小石だって何かの役に
「どんなものでも、何かの役に立っているよ」。映像の魔術師と言われたフェデリコ・フェリーニの代表作「道」に出てくる綱渡り芸人の男が、ヒロインの小娘・ジェルソミーナに語りかけた◆彼女は、母親に、粗暴な大道芸人に売られた。酒と女が好きな大道芸人は、胸に巻いた鉄の鎖を筋力で引きちぎる大男だ◆彼女は、いつも自分が「必要とされ、役に立ちたい」と思っていたが、彼は邪険に扱うばかり。ある日、逃げ出した。そこで出会ったのが優しい綱渡り芸人が、ある事件で彼女の元をさることになった◆別れ際、彼が彼女の顔を見つめて微笑みかけて言った。「道に転がっているこの小石だって役に立っている」「君もそうなんだよ」。純粋な心の持ち主の彼女は、ずっと「自分はただ生きているだけの人間」と思い続けてきた。

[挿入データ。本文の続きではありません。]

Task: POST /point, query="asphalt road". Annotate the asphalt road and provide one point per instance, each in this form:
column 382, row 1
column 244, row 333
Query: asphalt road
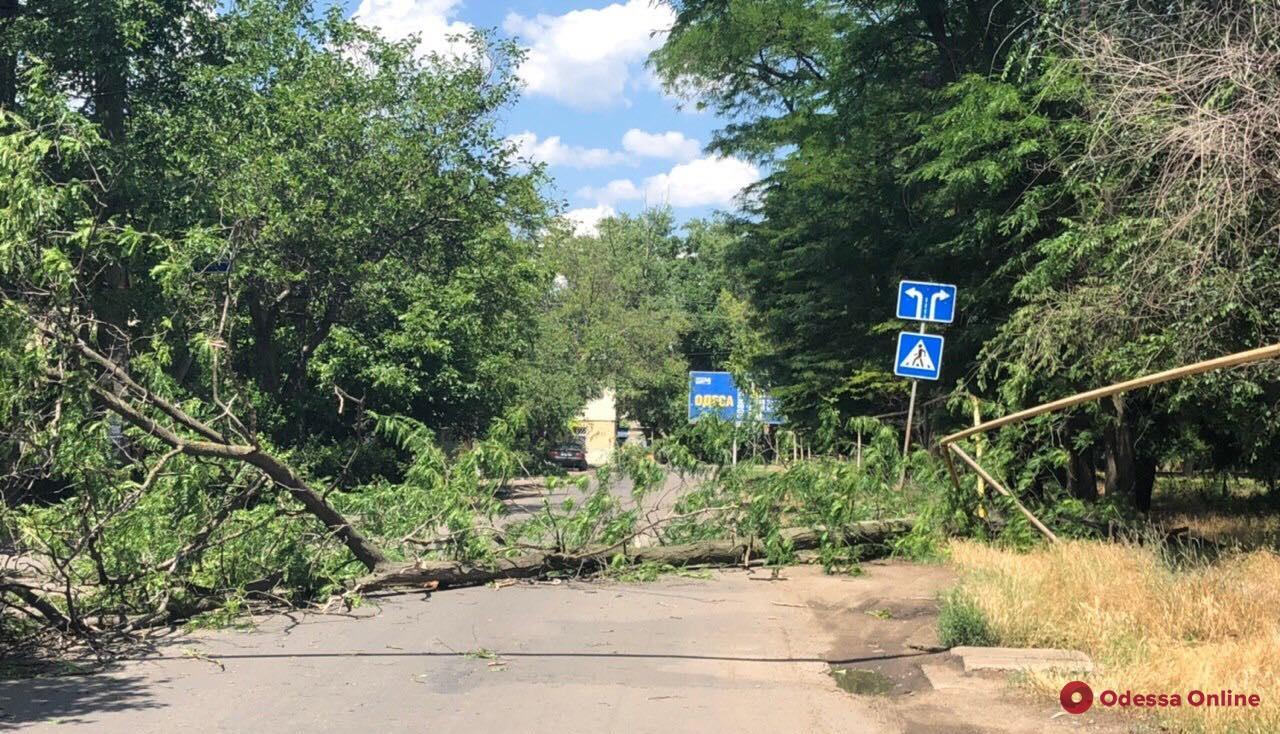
column 736, row 652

元気な人ばかりではない。障がいを持つ人や高齢者たちから、「優しさ」や「生きる勇気」をもらうこともある。命あるものすべては、自分だけでは「完結」できない。あの美しい花でさえも、雌しべと、雄しべがそろっているだけでは咲かない。風が、そして虫たちが仲立ちして新たな命を結んでくれる◆目の前に広がる四季折々の自然をみていると、見えないところで、「誰かの、何かの役にたっている」と思う。哀調帯びた音楽を背景に、小娘役を演じたジュリエッタ・マシーナが目に涙をためた顔が忘れられない。